Tesla hopes high-level personnel changes will help it gain an edge in neural network knowhow for its models' self-drive features, following the replacement of its Autopilot chief and the appointment of a recent Stanford grad to head its AI and Autopilot vision research.
To that end, Tesla has appointed Andrej Karpathy as director of AI and Autopilot vision. Karpathy hails from OpenAI, a leading AI research institute Tesla CEO Elon Musk co-founded, and he recently earned a Ph.D. from Stanford University in deep learning and computer vision.
Tesla also announced yesterday the departure of Chris Lattner, a former Apple head engineer who developed the Swift programming language, who leaves Tesla six months after joining the company in January. Jim Keller, another Apple veteran who joined Tesla 18 months ago to head Autopilot's hardware development, replaces Lattner.
Chris just wasn't the right fit for Tesla, and we've decided to make a change. We wish him the best.
In a tweet, Lattner hinted that he was happy with the split. "Turns out that Tesla isn't a good fit for me after all. I'm interested to hear about interesting roles for a seasoned engineering leader!"
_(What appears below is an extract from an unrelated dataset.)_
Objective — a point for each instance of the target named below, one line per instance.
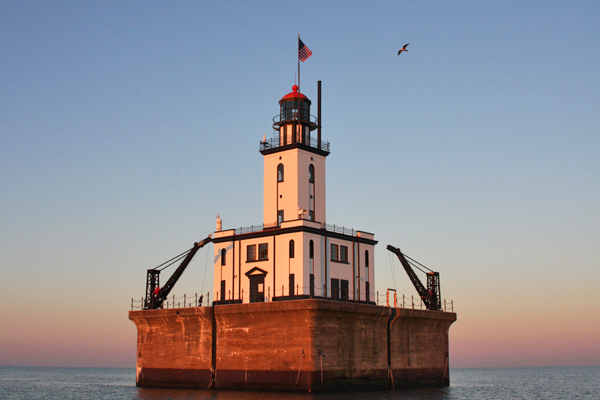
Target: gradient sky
(126, 127)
Karpathy, who will report directly to Musk, has a pure research background. Besides working as a researcher for OpenAI, a non-profit AI development company, and as an intern for Google during the summer of 2013 and 2015, he lists no other professional experience in his LinkedIn profile. Tesla also noted he has contributed to the ImageNet database project, but was not more specific.
A Tesla spokesperson said Karpathy's background in neural network and computer vision research should help to advance the EV car firm's driverless ambitions.
Andrej has worked to give computers vision through his work on ImageNet, as well as imagination through the development of generative models, and the ability to navigate the internet with reinforcement learning.
It also appears as if Karpathy is replacing David Nistér, who was previously vice president of Autopilot vision. According to Nister's LinkedIn profile, he is now vice president of autonomous driving and mapping for Nvidia.
A Tesla spokesperson wrote in an email that Karpathy, whose Ph.D. dissertation was entitled "Connecting Images with Natural Languages," specializes in creating complex descriptions of images using a deep neural net. This involves, for example, "identifying not simply that there is a cat in a given picture, but that it is an orange, spotted cat, riding on a skateboard with red wheels on brown hardwood flooring," the spokesperson said.
For Tesla's Autopilot, the enhanced ability to detect and identify complex images and their often-complex relationships with other objects surrounding a Tesla car traveling in self-drive mode could eventually help the on-board AI to react to driving scenarios better than humans can.
Tesla also has also experienced recent setbacks in its development efforts for Autopilot. After splitting with Mobileye, which offered camera sensors for Tesla driverless systems, Tesla's new version of Autopilot without the Mobileye cameras relies more heavily on radar sensors. The new version of Autopilot also lacked certain features that the old version had when it was launched in October 2016.
The safety of Tesla's Autopilot was also called into question following a fatal accident involving a Tesla Model S that slammed into a commercial truck last year. However, the National Transportation Safety Board (NTSB) said it is still investigating the circumstances of the fatal Tesla crash to determine the cause of the accident.
Meanwhile, Tesla has revealed clues it seeks to continue relying on its internal research and development for Autopilot and self-driving technology, with an emphasis on fundamental research in neural network machine learning.
Besides pinning much of its driverless hopes on Karpathy's academic research background, Tesla recently disclosed, for example, it has begun to upload videos from models equipped with its latest flavor of Autopilot. Tesla seeks to "fleet source" the video data to help improve its cars' machine learning capabilities. This follows earlier statements by Musk that Tesla would develop its own software for Autopilot and neural network applications for driverless capabilities, instead of relying on third parties.
Whether Tesla's deep research projects and engineering talent will eventually translate into industry-leading Level 3 and eventually Level 4 driving capabilities remains to be seen, of course, while Tesla's success or failure will hinge on what it develops in-house.